Boron determination in a multi element national water monitoring program: the absence of legal limits.

2010 
Directive 98/83/EC concerning the drinking water quality and Directive 80/777/EC for Natural Mineral Water demand strict control and monitoring for the presence of metals. The State General Laboratory as the official control laboratory (Accredited by ISO 17025:2005) implements a national monitoring program in order to ensure that the drinking and natural mineral water quality satisfy the requirements of the respective Directives. The National Monitoring program covers mainly metals such as Pb, Cd, Cr, Ni, As, Se, Sb, Hg, Mn, Cu, Fe, Al and B in water supplied for human consumption either by distribution networks, vending machines, mobile water containers, ground water intended for human consumption as well as bottled water.
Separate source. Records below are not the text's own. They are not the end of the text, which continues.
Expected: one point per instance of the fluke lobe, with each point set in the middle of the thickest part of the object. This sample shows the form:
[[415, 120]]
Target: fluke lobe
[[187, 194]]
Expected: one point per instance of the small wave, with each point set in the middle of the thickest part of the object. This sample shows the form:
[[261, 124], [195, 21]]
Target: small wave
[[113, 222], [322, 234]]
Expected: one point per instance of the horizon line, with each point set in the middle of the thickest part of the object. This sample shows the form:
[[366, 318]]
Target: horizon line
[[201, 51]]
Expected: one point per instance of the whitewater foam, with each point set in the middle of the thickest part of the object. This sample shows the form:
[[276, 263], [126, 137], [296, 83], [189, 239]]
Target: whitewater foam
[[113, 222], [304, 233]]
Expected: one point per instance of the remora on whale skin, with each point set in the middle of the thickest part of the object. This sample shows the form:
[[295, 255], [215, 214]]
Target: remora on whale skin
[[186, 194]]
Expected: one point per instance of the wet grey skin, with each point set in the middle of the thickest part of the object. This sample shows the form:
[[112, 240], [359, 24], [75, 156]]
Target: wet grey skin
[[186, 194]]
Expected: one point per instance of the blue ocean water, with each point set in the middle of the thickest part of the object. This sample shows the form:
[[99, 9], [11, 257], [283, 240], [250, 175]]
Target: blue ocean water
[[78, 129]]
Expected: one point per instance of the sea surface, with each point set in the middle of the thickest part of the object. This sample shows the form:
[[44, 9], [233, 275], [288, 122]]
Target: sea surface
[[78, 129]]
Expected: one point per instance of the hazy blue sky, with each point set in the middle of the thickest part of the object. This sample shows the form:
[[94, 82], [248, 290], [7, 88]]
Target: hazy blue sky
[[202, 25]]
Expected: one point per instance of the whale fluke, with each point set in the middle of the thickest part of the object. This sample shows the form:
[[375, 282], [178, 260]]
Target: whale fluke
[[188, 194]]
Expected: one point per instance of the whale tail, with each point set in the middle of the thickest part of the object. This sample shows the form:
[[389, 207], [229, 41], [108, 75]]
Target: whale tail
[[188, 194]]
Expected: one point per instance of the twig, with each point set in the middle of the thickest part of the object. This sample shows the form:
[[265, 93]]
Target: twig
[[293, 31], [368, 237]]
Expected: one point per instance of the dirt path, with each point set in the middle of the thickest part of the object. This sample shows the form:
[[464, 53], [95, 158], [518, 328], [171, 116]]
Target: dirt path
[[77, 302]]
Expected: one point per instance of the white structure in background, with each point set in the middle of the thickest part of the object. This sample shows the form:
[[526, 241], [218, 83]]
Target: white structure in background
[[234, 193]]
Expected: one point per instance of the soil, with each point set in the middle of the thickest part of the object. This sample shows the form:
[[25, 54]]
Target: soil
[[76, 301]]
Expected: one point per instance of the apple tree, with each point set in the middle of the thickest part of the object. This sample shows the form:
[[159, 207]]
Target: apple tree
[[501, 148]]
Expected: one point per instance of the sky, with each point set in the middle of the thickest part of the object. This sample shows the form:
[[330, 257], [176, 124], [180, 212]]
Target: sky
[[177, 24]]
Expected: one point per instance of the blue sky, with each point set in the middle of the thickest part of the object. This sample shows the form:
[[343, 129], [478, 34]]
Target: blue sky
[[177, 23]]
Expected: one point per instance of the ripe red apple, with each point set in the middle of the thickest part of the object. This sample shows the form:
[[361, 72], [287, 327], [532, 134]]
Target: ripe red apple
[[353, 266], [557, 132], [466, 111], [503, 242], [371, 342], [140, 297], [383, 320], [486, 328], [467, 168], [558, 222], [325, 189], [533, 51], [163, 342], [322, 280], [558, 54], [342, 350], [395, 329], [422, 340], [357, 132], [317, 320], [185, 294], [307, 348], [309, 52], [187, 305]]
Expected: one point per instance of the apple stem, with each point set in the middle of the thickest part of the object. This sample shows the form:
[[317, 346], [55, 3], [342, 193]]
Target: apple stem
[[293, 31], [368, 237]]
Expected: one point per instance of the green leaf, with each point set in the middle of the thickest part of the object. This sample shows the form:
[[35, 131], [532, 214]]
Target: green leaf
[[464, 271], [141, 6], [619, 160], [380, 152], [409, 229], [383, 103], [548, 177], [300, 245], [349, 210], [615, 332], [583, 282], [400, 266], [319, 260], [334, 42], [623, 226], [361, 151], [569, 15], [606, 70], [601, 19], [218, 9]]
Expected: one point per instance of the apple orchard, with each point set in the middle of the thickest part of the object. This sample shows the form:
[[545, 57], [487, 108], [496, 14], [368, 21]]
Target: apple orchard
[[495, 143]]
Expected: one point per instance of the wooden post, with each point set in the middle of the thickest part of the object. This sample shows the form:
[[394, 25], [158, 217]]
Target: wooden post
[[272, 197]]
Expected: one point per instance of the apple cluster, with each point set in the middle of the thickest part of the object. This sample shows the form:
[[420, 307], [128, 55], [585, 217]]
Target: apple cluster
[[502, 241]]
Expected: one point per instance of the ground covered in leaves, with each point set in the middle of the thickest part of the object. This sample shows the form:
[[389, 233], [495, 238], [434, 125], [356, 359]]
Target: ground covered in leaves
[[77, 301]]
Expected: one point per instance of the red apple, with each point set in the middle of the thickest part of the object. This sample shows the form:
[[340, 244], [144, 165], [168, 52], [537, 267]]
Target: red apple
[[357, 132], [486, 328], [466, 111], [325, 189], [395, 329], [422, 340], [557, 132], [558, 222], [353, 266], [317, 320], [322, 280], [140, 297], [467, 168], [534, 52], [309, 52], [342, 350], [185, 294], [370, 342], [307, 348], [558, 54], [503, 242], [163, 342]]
The determination of metals in water by Inductively Coupled Plasma-Mass Spectroscopy (ICP-MS) is a technique that successfully meets the requirements of the above Directives as it is a very powerful tool for the measurement of metals at very low concentrations with high accuracy and precision. The results obtained indicate that metal concentrations in drinking and bottled water examined were by far, below the acceptable legal limits and even below the relevant detection limits. However, in samples of bottled natural mineral water, high boron concentration were determined and risk assessment was performed due to the absence of relevant legal limits. The present paper demonstrates the steps undertaken by the General Water Analysis Laboratory of the SGL for the validated method used by ICP-MS in the determination of trace metals including boron in drinking and bottled water.